Please note! Course description is confirmed for two academic years, which means that in general, e.g. Learning outcomes, assessment methods and key content stays unchanged. However, via course syllabus, it is possible to specify or change the course execution in each realization of the course, such as how the contact sessions are organized, assessment methods weighted or materials used.

LEARNING OUTCOMES

Understanding of the basic principles that underlie machine learning. Ability to implement some basic machine learning methods in Python to solve small data science tasks.

Credits: 2

Schedule: 07.09.2020 - 11.12.2020

Teacher in charge (valid 01.08.2020-31.07.2022): Alex Jung

Teacher in charge (applies in this implementation): Alex Jung

Contact information for the course (valid 04.08.2020-21.12.2112):

By email to alex.jung@aalto.fi 

Via the slack discussion forum: mlpython2020fall.slack.com

CEFR level (applies in this implementation):

Language of instruction and studies (valid 01.08.2020-31.07.2022):

Teaching language: English

Languages of study attainment: English

CONTENT, ASSESSMENT AND WORKLOAD

Content
  • Valid 01.08.2020-31.07.2022:

    This course introduces some of the most widely used machine-learning methods such as regression, classification, feature learning and clustering. We will discuss ML in a hands-on fashion using coding assignments, in which we implement ML methods in the Python programming language. The course is organized in six rounds: introduction, regression, classification, model validation and selection, clustering and dimensionality reduction. Each round covers a certain part of the course book and includes a Python notebook with a coding assignment.

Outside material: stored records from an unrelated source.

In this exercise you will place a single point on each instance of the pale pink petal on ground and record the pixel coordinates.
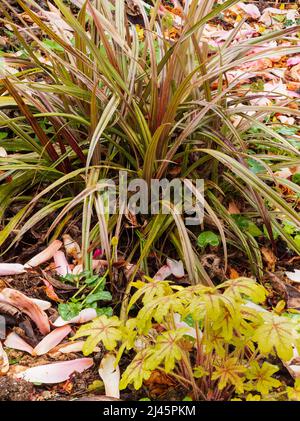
(3, 153)
(110, 374)
(11, 269)
(74, 346)
(283, 173)
(51, 340)
(55, 373)
(27, 306)
(294, 276)
(292, 61)
(61, 265)
(85, 315)
(286, 120)
(44, 255)
(97, 264)
(15, 341)
(250, 9)
(163, 273)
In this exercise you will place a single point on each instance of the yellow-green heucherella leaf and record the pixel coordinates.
(167, 351)
(261, 377)
(136, 372)
(102, 329)
(277, 333)
(229, 372)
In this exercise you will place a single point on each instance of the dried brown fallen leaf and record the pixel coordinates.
(233, 208)
(44, 255)
(15, 341)
(72, 248)
(269, 257)
(56, 372)
(26, 305)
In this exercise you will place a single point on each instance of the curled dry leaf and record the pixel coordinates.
(233, 208)
(110, 374)
(26, 305)
(11, 269)
(43, 304)
(3, 153)
(56, 372)
(15, 341)
(4, 363)
(162, 273)
(44, 255)
(283, 173)
(292, 61)
(85, 315)
(96, 265)
(68, 348)
(294, 276)
(269, 258)
(72, 247)
(61, 264)
(51, 340)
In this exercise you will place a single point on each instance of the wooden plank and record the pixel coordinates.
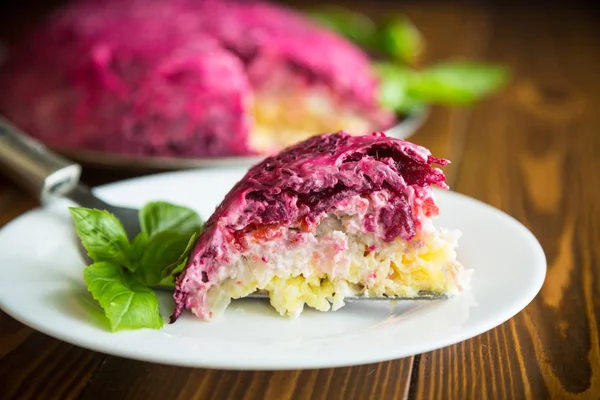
(533, 152)
(34, 366)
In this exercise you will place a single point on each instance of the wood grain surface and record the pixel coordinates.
(531, 151)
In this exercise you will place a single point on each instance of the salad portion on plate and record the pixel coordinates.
(333, 217)
(336, 215)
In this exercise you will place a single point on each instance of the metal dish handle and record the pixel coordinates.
(33, 166)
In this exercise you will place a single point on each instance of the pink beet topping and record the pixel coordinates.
(170, 78)
(303, 183)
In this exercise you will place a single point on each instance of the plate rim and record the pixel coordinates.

  • Applies in this implementation:

    This courses teaches you to model a real-life application as a machine learning problem by defining data points, features, labels, hypothesis space and loss function. The course will teach you how to gather data from different sources such as files or internet data repositories. We will discuss how to solve machine learning problems using the programming language Python. The focus will be on applying read-made machine learning methods provided by the Python library "scikit-learn". We will also discuss validation techniques to critically evaluate the results obtained from a machine learning method. 

Assessment Methods and Criteria
  • Applies in this implementation:

    The grading is based on different tasks from which the student can freely choose. These tasks include coding assignments, preparing explanations of particular concepts taught in the course or completing a small machine learning project. 

Workload
  • Applies in this implementation:

    The estimated workload for achieving the top grade is 2 credits (approx. 56 hours).  The workload can be allocated individually to different tasks. 

DETAILS

Study Material
  • Applies in this implementation:

    The course material consists of Python notebooks and lecture videos. 

    Background material: 

    - A. Jung, "Machine Learning: Basic Principles", https://arxiv.org/abs/1805.05052, 2018 

    - F. Chollet, "Deep Learning with Python", available at Aalto library https://aalto.finna.fi/Record/alli.833878

Prerequisites
  • Valid 01.08.2020-31.07.2022:

    Basic knowledge of mathematics (functions, vectors and matrices) and basic programming skills in any high-level programming language (e.g. Python).

FURTHER INFORMATION

Further Information
  • Valid 01.08.2020-31.07.2022:

    This hands-on course is an excellent follow-up course to the more theoretic course CS-C3240 Machine Learning.

  • Applies in this implementation:

    The students are expected to have some experience in a high-level (object-oriented) programming language such as C++, Java or Python. We also expect some familiarity with the concept of vectors and matrices to organize arrays of numbers. 

Details on the schedule
  • Applies in this implementation:

    We will announce the precise deadlines for each task at the beginning of the course.